US and European equity futures were marginally higher while shares in Asia struggled to evade further losses. Equity benchmarks in Japan, New Zealand and Hong Kong fell more than 1%, dragging down a key index of regional shares.

A widely-watched measure of global equities is poised to notch its tenth consecutive loss, which will match its worst losing streak in a dozen years.

“The market now needs to adjust to higher funding costs, higher duration risk,” Koon How Heng, head of market strategy for United Overseas Bank, said on Bloomberg Television. “The key uncertainty that now complicates matters is of course crude oil prices.”

September has reasserted its tough reputation. It’s shaping up as the worst month for global stocks in a year and the worst for global bonds since February. The 10-year Treasury yield has jumped by the most since September last year and US corporate bonds now sit in negative territory for 2023.
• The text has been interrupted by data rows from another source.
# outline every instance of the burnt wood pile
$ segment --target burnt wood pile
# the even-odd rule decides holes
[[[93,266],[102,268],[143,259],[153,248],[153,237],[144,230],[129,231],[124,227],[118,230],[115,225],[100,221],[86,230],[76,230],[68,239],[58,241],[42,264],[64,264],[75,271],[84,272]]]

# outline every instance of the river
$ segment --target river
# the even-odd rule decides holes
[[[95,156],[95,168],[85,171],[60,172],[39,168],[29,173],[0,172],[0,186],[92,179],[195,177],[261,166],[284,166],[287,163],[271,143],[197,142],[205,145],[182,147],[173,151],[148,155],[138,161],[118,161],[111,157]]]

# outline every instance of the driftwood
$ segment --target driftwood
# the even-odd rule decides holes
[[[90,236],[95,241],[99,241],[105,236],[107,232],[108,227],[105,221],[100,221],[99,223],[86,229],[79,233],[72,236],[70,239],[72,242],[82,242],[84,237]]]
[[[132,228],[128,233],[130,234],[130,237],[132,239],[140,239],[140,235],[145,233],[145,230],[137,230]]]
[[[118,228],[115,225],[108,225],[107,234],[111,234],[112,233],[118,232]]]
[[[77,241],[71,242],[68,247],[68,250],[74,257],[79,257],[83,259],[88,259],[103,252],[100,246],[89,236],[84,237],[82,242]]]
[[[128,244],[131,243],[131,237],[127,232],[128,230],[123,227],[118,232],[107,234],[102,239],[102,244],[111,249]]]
In China, mainland shares edged lower ahead of an extended break for onshore markets, which will close Friday before reopening Oct. 9. Chinese developers extended losses after falling to levels not seen since 2011 on Wednesday. Trading in China Evergrande Group was suspended in Hong Kong and bondholders of Country Garden Holdings Co Ltd said they had yet to be paid a coupon due Wednesday.

The Bloomberg dollar index inched lower after touching the highest level since November. The index had climbed for six sessions in a row, its longest run of advances in a year. Meanwhile, the yen strengthened slightly on Thursday but remained near 150 per dollar.


Japan’s 20-year yield rose to the highest since 2014, while Australian and New Zealand rates also gained.

Neel Kashkari, Minneapolis Federal Reserve President, said a potential US government shutdown and the effects of the autoworker strike may slow the economy, requiring less aggressive moves from the central bank.

“If these downside scenarios hit the US economy, we might then have to do less with our monetary policy to bring inflation back down to 2%,” Kashkari said in an interview on CNN.

Fed Chair Jerome Powell and a handful of other central bank officials are set to speak later Thursday. Data on the docket for release include US gross domestic product and initial jobless claims ahead of the personal consumption expenditures price on Friday, the Fed’s preferred inflation gauge.

Global stocks also face the risk of further selling linked to a large options position held by a JPMorgan Chase & Co. equity fund. Tens of thousands of protective put contracts held by the fund will expire Friday at a strike price not far below the current level of the S&P 500, creating the potential for market dislocations.

Elsewhere, gold was little changed after a run of declines this week while Bitcoin traded above $26,000.